Every Trick in the Book

I tried everything. I could list what all I tried, but that would take entirely too long. Sufficed to say, the technique I finally latched onto was a routine of nursing Peter to sleep, then rocking him for a good twenty minutes to get him into a deep sleep, then placing him in his cradle. And he'd sleep!

For five minutes.

We'd rock some more, as I lamented not rocking longer the first time. And I'd put him down, and he'd sleep.

For five minutes.

This is what we'd do all day, with breaks for eating. HIS eating. By this point, I was down to one meal a day, when Tom got home and could do some rocking.

I did manage a daily shower, since the sound of rushing water relaxed Peter in his bouncy seat. Dressing was another matter. My bathrobe and I were one. You could forget doing laundry, unloading the dishwasher, or even sorting through mail.

Each visitor was a source of joy and panic. Joy, because she'd have a meal in hand. Panic, that the knock on the door might stir the baby before I could get him down.

Giving Up

So I decided that my present life had ended, that I was the only person on the planet whose newborn didn't sleep, and that I needed to inform friends that I must retreat from life until Peter sleeps somewhere besides my arms.

I envisioned hiring a maid with money we don't have. I mourned for the life I once had with Tom, convinced no babysitter would ever take on this child.

And I cried. Several times a day. Usually it happened when Tom called from work. I wouldn't even know the tears were there until I'd start to talk, then I'd lose it.
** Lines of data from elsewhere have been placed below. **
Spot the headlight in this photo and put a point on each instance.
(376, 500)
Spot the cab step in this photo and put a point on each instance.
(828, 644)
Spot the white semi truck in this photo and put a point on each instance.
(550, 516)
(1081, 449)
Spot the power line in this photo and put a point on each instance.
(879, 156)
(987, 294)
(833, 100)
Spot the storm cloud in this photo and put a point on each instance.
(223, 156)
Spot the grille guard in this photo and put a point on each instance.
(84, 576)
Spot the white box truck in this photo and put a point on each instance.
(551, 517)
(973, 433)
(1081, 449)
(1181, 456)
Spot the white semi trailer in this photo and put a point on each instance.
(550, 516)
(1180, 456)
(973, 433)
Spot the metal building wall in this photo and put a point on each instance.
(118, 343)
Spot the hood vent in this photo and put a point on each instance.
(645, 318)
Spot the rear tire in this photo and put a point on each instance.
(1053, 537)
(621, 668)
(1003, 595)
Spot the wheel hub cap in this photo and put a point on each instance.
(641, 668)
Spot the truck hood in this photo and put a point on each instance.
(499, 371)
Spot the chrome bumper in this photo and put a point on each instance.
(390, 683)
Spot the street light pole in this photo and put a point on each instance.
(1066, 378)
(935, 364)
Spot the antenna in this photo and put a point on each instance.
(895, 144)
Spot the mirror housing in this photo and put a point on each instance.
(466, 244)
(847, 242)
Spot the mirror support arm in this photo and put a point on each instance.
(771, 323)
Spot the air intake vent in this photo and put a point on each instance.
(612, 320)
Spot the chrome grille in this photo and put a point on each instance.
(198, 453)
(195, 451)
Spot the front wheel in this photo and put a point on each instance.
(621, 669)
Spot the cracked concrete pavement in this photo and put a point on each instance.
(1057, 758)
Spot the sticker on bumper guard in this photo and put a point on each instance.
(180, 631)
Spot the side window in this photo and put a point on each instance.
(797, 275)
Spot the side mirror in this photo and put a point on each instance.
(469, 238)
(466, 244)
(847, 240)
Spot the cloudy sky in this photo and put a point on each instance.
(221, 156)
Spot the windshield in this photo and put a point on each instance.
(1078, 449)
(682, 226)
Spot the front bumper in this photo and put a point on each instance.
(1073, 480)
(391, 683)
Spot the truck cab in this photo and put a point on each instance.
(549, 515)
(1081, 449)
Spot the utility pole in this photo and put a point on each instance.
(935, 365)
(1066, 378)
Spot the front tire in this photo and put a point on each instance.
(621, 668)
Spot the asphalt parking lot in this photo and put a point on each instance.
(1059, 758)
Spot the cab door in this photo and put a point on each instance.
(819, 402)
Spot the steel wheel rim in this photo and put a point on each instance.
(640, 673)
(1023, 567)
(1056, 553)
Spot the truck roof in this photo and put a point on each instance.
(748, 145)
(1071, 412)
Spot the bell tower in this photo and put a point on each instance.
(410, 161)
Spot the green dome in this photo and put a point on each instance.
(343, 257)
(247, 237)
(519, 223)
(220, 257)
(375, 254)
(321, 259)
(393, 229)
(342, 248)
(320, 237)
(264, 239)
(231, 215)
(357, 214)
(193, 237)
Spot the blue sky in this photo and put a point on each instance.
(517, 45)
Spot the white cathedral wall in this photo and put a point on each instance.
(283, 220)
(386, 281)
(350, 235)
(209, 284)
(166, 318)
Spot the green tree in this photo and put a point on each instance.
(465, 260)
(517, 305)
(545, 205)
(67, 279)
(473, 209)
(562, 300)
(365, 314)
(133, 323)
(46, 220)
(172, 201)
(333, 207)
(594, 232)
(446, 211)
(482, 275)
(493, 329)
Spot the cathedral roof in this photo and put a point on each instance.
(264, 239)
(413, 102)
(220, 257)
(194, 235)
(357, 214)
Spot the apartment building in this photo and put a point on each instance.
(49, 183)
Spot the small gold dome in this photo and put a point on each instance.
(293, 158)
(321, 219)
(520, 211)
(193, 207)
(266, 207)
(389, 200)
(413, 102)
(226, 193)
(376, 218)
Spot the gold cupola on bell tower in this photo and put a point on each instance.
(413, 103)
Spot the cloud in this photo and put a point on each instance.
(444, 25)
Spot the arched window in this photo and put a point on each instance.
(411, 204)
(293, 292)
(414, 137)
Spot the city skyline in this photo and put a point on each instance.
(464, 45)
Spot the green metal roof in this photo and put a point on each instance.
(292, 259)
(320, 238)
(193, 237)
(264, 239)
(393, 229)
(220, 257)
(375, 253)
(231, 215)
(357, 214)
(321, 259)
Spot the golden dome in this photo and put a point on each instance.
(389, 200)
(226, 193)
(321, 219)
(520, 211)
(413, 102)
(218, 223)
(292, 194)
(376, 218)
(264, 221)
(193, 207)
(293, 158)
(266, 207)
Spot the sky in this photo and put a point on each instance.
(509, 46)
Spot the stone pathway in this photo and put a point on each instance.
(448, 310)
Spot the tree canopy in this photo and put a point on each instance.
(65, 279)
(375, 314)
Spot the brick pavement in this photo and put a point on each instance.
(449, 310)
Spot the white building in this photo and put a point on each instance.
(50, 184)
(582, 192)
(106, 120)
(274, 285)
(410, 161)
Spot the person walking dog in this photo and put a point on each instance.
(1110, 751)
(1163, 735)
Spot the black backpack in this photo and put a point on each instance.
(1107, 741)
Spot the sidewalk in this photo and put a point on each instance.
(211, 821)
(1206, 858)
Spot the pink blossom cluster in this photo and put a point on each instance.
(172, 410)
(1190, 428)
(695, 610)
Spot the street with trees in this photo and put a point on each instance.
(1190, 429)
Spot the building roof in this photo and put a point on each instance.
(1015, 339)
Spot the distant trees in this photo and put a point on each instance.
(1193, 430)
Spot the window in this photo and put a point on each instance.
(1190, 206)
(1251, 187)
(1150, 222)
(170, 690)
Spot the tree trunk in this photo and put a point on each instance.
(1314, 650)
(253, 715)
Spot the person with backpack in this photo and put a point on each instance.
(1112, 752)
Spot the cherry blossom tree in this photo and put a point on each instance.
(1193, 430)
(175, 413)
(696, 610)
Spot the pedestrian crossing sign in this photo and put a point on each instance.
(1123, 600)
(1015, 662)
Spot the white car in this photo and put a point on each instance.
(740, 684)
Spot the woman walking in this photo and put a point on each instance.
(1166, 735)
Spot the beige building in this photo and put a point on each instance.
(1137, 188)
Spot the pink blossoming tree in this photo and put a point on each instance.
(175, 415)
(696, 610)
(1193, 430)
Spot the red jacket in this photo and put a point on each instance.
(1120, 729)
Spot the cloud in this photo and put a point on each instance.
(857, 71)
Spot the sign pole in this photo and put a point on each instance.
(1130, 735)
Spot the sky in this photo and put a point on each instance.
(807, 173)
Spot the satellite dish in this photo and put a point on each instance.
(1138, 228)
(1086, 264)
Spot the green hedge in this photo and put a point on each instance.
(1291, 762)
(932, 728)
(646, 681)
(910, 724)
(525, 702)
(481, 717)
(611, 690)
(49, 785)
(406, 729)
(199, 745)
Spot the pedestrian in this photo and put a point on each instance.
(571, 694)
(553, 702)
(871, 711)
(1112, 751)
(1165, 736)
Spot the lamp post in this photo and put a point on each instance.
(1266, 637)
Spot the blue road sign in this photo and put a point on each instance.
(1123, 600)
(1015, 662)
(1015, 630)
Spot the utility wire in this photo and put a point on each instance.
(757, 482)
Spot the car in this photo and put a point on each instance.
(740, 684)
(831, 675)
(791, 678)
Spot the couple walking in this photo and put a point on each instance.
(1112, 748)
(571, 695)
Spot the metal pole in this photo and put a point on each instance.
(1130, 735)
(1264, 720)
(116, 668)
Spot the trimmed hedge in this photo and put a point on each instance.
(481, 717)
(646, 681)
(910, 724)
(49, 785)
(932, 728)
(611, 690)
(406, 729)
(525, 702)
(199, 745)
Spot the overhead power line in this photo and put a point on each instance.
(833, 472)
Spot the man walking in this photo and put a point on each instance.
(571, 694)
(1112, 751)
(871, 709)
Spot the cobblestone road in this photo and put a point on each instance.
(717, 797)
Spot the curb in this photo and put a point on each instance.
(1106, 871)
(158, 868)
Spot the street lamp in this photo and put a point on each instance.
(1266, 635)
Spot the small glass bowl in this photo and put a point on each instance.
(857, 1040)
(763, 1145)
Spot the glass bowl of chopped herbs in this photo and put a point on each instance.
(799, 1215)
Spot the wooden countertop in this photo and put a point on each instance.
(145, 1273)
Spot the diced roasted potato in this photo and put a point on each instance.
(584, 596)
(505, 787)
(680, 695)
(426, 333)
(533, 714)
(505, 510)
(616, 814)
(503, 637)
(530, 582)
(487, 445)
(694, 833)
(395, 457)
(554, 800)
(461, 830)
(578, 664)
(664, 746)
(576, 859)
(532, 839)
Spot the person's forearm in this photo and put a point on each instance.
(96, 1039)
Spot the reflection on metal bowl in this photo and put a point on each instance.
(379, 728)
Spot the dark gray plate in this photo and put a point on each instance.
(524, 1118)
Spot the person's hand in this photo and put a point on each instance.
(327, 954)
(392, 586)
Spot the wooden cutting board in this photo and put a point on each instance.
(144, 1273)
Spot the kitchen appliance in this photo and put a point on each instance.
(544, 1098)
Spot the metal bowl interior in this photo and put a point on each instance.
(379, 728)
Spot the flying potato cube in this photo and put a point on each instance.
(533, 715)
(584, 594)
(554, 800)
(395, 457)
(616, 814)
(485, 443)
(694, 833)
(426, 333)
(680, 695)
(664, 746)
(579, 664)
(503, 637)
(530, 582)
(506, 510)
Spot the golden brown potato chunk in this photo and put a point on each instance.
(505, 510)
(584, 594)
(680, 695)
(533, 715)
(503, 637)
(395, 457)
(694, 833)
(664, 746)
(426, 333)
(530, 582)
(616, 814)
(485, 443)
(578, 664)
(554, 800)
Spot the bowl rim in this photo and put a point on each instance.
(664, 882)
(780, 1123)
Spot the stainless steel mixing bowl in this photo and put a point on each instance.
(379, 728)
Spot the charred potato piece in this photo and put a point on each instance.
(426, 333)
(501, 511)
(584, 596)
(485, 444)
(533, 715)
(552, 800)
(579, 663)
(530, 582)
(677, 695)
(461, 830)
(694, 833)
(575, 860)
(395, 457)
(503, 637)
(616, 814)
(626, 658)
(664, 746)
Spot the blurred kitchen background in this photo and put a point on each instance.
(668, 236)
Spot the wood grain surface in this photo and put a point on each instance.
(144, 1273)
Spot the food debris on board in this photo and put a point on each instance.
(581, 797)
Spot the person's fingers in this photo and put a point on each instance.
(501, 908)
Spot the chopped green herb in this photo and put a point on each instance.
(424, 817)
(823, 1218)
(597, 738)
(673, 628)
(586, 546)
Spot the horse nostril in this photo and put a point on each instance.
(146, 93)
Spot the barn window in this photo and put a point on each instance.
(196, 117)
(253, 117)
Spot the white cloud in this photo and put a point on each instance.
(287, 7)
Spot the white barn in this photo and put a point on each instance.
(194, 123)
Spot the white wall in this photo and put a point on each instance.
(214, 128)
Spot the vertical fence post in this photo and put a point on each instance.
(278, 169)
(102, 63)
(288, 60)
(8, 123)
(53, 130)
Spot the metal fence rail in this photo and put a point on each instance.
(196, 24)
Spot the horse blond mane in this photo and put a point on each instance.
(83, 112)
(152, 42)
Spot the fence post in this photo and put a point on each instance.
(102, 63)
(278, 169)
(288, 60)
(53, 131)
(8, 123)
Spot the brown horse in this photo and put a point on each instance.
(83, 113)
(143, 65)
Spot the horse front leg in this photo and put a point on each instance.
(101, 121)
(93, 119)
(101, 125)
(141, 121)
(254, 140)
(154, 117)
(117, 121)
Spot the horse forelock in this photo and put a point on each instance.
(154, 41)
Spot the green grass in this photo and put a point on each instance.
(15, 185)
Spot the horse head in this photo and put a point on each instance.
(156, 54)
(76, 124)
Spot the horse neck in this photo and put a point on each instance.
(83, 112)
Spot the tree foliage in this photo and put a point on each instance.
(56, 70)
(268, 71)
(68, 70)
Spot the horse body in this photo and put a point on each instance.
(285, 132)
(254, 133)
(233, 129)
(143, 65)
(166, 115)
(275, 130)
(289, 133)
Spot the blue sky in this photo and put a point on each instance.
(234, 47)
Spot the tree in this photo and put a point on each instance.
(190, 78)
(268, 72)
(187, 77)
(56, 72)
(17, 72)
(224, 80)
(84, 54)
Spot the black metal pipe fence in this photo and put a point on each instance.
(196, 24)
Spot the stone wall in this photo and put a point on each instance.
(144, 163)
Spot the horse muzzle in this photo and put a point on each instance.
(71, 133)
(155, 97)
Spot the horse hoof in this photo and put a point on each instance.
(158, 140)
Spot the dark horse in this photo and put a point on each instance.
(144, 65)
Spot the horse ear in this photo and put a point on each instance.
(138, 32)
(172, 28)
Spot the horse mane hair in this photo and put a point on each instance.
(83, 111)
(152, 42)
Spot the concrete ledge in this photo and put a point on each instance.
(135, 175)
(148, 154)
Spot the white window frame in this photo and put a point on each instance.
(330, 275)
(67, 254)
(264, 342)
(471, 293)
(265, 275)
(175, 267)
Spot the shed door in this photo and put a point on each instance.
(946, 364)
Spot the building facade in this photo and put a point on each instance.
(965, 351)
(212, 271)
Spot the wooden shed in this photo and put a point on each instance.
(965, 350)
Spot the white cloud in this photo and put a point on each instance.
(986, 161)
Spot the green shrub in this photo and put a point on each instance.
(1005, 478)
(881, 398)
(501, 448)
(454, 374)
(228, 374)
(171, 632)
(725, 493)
Amazingly, I didn't become depressed. (Okay, maybe there was some depression, but it was situational as opposed to a true postpartum depression. When you are not eating, not sleeping, not dressing, not knowing when you will ever do those things again, it is natural to cry.) It amazed me how a good hot shower could refresh me to start all over again each day. And those times I managed to eat were pretty renewing too.

Peter continued to melt my heart, and my greatest sorrow was that he wasn't getting the sleep he so badly needed. Honestly, his lack of sleep bothered me more than my own. By the end of this week, I knew something had to give.